Dépasser la frontière pour trouver les racines et réécrire chacun son savoir. Inspirés par Jože Plečnik, nous sommes allés à Ljubljana pour notre premier projet éditorial. Nous l’avons intitulé Beyond Belonging, en utilisant le mot anglais qui signifie « appartenir », « se sentir partie prenante de quelque chose ». Comme l’explique bien Cristina Celestino, directrice artistique de l’entreprise, « le sentiment d’appartenance transforme le thème de la frontière de la limite à l’opportunité ».
Qu’est-ce qu’il y a-t-il au-delà de la frontière ? Du point de vue de la géographie, il y a la Slovénie. Et Ljubljana, avec les architectures du XXe siècles conçus par Jože Plečnik, qui s’est perfectionné à Vienne et à Prague avant de rentrer dans sa ville natale et de réinventer son architecture à partir de la tradition.

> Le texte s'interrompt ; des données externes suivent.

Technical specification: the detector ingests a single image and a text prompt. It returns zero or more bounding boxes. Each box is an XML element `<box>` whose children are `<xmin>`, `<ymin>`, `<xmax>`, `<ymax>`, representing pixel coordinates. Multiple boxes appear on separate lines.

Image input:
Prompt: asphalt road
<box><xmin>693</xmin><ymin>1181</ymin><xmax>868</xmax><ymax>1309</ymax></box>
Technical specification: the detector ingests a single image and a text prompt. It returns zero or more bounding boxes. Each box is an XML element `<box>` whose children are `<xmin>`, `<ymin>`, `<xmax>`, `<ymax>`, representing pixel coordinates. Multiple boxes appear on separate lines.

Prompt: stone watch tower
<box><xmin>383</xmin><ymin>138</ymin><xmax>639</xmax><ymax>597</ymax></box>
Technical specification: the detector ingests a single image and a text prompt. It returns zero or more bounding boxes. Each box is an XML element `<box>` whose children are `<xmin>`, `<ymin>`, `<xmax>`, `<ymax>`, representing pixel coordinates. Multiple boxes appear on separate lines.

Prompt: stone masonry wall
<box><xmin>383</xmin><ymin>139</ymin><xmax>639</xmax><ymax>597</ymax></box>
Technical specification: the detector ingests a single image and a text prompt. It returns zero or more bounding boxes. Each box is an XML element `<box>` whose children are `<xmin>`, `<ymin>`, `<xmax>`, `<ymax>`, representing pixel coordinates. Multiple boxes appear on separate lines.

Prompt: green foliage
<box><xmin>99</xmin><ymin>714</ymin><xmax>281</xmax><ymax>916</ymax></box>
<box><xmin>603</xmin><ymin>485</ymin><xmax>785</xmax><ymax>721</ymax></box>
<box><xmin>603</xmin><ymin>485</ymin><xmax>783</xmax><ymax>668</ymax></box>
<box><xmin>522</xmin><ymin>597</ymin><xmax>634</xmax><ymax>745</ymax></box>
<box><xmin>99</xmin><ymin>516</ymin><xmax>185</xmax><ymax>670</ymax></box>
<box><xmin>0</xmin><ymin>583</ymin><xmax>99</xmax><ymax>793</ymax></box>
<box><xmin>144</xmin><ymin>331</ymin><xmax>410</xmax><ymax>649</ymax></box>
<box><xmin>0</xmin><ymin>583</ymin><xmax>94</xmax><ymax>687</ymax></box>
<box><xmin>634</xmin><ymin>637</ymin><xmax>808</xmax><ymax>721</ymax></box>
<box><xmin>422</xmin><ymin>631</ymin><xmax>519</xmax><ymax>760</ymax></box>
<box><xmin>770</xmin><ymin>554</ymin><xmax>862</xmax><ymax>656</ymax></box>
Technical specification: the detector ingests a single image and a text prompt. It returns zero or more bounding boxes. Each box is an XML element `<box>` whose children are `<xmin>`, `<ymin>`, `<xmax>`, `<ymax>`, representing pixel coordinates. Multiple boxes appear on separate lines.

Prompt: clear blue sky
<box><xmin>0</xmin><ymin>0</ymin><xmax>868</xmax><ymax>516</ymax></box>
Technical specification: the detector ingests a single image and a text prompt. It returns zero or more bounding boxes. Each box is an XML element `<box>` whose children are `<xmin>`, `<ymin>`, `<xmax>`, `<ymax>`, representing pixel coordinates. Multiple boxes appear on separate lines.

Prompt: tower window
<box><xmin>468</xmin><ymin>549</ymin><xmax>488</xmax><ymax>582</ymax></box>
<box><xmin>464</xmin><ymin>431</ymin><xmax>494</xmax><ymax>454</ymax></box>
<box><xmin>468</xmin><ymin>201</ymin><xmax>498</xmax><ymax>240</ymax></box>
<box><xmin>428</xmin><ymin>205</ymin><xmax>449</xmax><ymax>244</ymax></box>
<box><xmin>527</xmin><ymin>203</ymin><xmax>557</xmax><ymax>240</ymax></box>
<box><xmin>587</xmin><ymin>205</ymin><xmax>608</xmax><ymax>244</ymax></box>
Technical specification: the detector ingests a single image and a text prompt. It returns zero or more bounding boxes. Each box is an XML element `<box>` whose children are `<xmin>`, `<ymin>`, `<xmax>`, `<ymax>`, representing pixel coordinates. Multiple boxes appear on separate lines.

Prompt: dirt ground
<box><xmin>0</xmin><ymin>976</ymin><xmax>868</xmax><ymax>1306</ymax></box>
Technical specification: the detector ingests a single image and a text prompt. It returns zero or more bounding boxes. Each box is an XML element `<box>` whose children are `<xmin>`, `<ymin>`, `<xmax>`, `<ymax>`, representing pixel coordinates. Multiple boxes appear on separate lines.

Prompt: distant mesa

Beyond Belonging raconte la chaise de Billiani à travers les architectures de Jože Plečnik et Ivan Vurnik – la bibliothèque nationale, la maison de l’architecte et le premier complexe sportif couvert de Slovénie. Trois lieux qui reflètent les trois âmes de la collection : une plus institutionnelle et rigoureuse, une plus ironique et fraîche, une plus chaleureuse et intime.


Premier complexe sportif couvert de Slovénie, le Skolski Dom remonte aux années 1920. Sur la façade, l’architecte Ivan Vurnik relit le style Art déco à la lumière de la tradition slovène, avec des éléments décoratifs et géométriques. À l’intérieur, il y a une salle de gym et deux atriums plus petits.
La bibliothèque nationale et universitaire est un bâtiment monumental qui s’inspire aux palais italiens et à la bibliothèque Medicea Laurenziana de Florence. Lors de la conception du palais de la connaissance slovène, dans les années 1930, Jože Plečnik a cherché des idées et des réponses dans l’ancien pour créer une esthétique nouvelle, non repliée sur la tradition.




« Une tour et un jardin » : c’est comme ça que Jože Plečnik imaginait sa maison avant de savoir que, après avoir vécue à Vienne et à Prague, en 1921 il aurait dû retourner pour toujours dans sa ville. La maison de l’architecte est toujours comme d’habitude, un lieu intime qui recueille les extraits de sa poétique et le besoin de retrouver les racines primaires d’une identité.